Gebroederlijk liggen ze naast elkaar in de vitrine van de archeologiefaculteit in Cambridge, schedel aan schedel. Homo neanderthalensis naast Homo sapiens, Homo habilis naast Homo rudolfensis, Australopithecus afarensis naast Paranthropus robustus. Al onze verre voorouders in één kast.

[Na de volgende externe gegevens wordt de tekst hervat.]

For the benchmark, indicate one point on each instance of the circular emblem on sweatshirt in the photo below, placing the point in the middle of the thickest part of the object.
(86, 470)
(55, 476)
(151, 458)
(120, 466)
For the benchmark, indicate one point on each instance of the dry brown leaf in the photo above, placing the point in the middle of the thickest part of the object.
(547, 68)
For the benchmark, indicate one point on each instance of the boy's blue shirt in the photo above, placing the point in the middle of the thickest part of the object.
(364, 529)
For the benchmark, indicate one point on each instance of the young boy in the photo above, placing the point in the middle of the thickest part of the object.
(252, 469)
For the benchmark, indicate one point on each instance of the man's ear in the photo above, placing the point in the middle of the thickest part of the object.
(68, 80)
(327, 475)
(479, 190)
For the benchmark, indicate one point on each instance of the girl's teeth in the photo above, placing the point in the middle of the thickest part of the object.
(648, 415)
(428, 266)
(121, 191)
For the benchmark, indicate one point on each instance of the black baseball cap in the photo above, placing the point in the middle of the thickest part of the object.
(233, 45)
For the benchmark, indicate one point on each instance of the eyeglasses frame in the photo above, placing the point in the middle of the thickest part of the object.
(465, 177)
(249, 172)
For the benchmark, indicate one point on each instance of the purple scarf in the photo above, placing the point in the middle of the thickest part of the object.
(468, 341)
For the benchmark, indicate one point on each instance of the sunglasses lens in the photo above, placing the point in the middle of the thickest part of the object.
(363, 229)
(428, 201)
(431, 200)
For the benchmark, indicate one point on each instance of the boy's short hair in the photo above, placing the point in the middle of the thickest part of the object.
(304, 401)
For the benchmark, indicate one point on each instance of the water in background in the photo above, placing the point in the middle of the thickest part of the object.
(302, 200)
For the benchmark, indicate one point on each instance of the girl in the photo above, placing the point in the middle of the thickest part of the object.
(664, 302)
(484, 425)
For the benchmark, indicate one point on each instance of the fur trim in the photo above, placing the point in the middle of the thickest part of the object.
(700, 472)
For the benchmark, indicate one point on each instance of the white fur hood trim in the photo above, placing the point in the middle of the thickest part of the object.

„Zie je hoe ze van elkaar verschillen?” vraagt evolutionair bioloog Laura van Holstein (28), wijzend op de replica’s. „De kin, bijvoorbeeld, is een uniek kenmerk van de moderne mens. Bij Homo sapiens loopt het bot van de onderkaak aan de onderkant met een puntje naar voren, terwijl de neanderthaler net als de andere soorten kinloos was. Of neem de kiezen: die waren bij Paranthropus uitzonderlijk groot en plat – heel geschikt om noten en zaden mee te vermalen – terwijl Homo sapiens juist goed ontwikkelde snijtanden heeft, en relatief kleine kiezen. En dat zegt al iets over de verschillende niches die ze bezetten, dus over de verschillende rollen in het ecosysteem die ze innamen.”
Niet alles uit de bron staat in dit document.